Your doctor might also suggest trying a low-libido medication for women instead of altering your depression prescription. It depends if you’re open to adding another medication to your routine. Your options look like:
- Vaginal estrogen: A tablet, cream or ring that stimulates cervical fluid production, which can decrease with some antidepressants
- Flibanserin: An FDA-approved tablet that assists with low sexual desire, typically for people experiencing menopause
- Prasterone: A plant-based, human-made hormone dehydroepiandrosterone that treats vaginal dryness after you insert it into the vagina with an applicator tube
- Bremelanotide: A synthetic hormone injection that improves sexual desire for people starting premenopause
- Testosterone treatments: Some depression medications may lower your testosterone, which you can supplement with testosterone gels, patches or injections
6. Start Meeting a Sex Therapist
While medicine might help you manage depression or anxiety symptoms, it may not resolve the underlying condition. There are seven types of depression that all manifest in different ways. A sex therapist could help you untangle the emotional and mental complications affecting your sex life related to your low libido.
When I started, I was surprised to uncover negative self-beliefs keeping me from thinking of myself as a sexual person. Talking with a licensed therapist who specialises in sex could be a significant first step for anyone.
7. Develop a Sex Schedule
Sometimes, the answer to a non-existent sex life is simple. Your sexual experiences can be like any other routine. If you stop them for a while, you’ll focus your attention on something else and forget to prioritise your physical pleasure. If you have a partner, experiment with creating a sex schedule.
It took me a while to explore this idea at first because I felt embarrassed. I wanted to feel the spontaneous arousal I enjoyed my entire adult life. Scheduling sex felt strange at first, but it became a form of anticipatory foreplay that made me and my partner feel turned on. You don’t always have to have sex on your scheduled dates, but it does help get you back into the habit of thinking about it when your body isn’t.
You can also schedule some self-play time if you don’t have a partner. Explore your body and the world of masturbation toys, sexy stories or sensual audiobooks. You’ll create the same routine that reintroduces your sex drive over time.
8. Expand Your Foreplay Possibilities
If you can’t change your medication and don’t want to take another, you might improve your sex life by redefining what ‘sex’ means. There’s nothing shameful about spending more time having fun before intercourse or outercourse starts. Some people naturally take longer than others to feel turned on — you could be one of them regardless of your prescriptions.

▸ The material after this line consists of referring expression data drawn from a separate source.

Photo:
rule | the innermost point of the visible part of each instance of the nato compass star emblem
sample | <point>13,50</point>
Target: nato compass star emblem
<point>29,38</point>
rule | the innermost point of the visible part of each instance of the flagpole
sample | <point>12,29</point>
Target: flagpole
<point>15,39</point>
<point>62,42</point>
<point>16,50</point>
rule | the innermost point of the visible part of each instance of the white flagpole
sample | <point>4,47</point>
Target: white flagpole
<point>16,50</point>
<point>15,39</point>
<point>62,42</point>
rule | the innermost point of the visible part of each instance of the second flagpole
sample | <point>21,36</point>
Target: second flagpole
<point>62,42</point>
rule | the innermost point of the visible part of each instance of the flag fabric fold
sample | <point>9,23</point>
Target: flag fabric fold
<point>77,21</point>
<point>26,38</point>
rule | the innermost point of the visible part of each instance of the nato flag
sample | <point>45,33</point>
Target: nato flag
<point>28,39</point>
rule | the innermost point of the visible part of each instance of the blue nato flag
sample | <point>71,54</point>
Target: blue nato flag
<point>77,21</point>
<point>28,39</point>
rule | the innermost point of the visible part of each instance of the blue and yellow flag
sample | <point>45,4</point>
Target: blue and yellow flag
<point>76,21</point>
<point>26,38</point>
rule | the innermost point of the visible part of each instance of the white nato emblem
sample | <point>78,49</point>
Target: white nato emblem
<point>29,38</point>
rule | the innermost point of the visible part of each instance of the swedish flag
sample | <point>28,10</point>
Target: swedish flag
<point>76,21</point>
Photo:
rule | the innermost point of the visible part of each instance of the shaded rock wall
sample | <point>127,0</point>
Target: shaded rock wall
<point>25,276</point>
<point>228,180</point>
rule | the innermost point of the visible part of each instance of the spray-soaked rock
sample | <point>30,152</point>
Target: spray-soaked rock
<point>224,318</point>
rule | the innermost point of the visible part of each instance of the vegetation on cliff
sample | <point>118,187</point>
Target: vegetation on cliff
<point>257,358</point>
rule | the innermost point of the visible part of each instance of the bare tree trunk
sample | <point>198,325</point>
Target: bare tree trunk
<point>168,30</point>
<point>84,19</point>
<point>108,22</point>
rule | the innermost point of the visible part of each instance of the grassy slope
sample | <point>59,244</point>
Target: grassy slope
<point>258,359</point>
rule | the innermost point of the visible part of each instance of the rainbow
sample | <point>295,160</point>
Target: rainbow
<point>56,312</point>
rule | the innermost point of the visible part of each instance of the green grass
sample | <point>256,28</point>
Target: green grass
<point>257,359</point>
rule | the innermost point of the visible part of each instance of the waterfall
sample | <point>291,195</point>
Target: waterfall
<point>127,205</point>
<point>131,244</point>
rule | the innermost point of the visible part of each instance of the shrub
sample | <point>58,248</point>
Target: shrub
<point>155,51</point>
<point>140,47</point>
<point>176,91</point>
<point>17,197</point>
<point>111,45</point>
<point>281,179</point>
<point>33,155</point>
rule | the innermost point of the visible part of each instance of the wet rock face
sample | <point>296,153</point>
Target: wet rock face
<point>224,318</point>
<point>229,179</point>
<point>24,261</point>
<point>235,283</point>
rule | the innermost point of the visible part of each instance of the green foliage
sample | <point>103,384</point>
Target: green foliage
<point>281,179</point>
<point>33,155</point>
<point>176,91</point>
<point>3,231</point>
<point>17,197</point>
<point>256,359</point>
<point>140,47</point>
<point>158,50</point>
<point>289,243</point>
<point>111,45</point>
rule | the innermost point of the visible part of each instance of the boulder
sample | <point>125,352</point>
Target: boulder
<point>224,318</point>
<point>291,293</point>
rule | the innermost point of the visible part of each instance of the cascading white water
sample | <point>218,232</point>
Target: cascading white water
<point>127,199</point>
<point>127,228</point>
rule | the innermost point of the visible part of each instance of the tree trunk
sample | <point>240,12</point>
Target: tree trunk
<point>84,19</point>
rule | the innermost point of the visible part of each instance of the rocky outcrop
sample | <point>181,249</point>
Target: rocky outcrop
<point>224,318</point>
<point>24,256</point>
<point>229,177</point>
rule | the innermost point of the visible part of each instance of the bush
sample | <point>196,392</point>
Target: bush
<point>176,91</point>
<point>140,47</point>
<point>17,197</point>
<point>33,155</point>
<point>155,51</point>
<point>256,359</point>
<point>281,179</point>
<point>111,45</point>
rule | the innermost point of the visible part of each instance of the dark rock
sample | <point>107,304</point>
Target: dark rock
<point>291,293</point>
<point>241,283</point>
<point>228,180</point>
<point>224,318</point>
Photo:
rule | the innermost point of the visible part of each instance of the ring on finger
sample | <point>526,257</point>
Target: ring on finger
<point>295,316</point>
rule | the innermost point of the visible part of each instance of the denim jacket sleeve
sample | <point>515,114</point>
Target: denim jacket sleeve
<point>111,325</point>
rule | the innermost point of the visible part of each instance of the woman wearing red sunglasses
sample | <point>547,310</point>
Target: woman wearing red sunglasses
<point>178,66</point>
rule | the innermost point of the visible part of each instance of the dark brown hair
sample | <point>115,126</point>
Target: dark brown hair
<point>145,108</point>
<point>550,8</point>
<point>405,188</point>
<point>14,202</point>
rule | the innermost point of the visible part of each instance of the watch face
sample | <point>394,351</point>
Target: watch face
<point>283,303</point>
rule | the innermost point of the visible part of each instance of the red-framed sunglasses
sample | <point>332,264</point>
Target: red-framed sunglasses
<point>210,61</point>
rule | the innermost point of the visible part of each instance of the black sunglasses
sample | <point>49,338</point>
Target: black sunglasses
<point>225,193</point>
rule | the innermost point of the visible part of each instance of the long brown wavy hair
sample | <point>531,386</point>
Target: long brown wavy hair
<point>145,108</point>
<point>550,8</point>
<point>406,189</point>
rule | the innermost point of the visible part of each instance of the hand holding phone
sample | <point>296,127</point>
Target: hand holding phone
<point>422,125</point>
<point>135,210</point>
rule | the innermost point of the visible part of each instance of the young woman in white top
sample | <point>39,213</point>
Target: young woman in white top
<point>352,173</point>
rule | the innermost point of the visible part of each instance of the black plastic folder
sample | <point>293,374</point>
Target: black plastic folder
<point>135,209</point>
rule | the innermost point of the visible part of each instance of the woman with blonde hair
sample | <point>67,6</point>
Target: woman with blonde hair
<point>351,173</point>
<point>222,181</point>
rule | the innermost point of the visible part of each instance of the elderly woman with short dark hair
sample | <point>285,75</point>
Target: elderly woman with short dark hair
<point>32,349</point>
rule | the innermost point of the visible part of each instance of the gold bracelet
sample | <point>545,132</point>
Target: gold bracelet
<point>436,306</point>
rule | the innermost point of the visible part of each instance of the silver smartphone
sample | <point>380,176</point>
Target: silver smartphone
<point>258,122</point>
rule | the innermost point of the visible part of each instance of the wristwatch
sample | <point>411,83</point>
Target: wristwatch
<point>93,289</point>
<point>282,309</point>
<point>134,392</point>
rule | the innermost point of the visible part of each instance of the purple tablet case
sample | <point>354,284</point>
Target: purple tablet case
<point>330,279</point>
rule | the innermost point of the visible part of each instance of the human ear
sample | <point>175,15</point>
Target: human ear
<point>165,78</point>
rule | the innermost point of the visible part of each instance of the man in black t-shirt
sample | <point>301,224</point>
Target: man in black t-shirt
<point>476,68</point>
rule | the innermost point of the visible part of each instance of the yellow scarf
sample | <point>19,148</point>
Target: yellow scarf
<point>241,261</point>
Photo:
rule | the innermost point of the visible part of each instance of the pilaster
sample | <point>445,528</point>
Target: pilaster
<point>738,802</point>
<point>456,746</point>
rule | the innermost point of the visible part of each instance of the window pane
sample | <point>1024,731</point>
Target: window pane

Sometimes, I listen to a sexual audio story and use my pocket wand for a few minutes before my partner joins the fun. I’d never tried that until I started antidepressants, but it’s one of the ways I can turn myself on during our foreplay time.
Ask your partner to get involved or do something for you before masturbating. Whether you watch a sexy scene in a movie, act out a roleplaying scenario, or naked snuggle and make out for a while, exploring new kinds of foreplay could be what you need to increase your arousal before sexual activities.
Reclaim Your Mental Health and Sex Life
I gave myself a few months to explore every option and find what was best for my body. The effort paid off — my partner and I have a renewed sex life that’s more fulfilling and consistent, and I feel better in body, mind and spirit!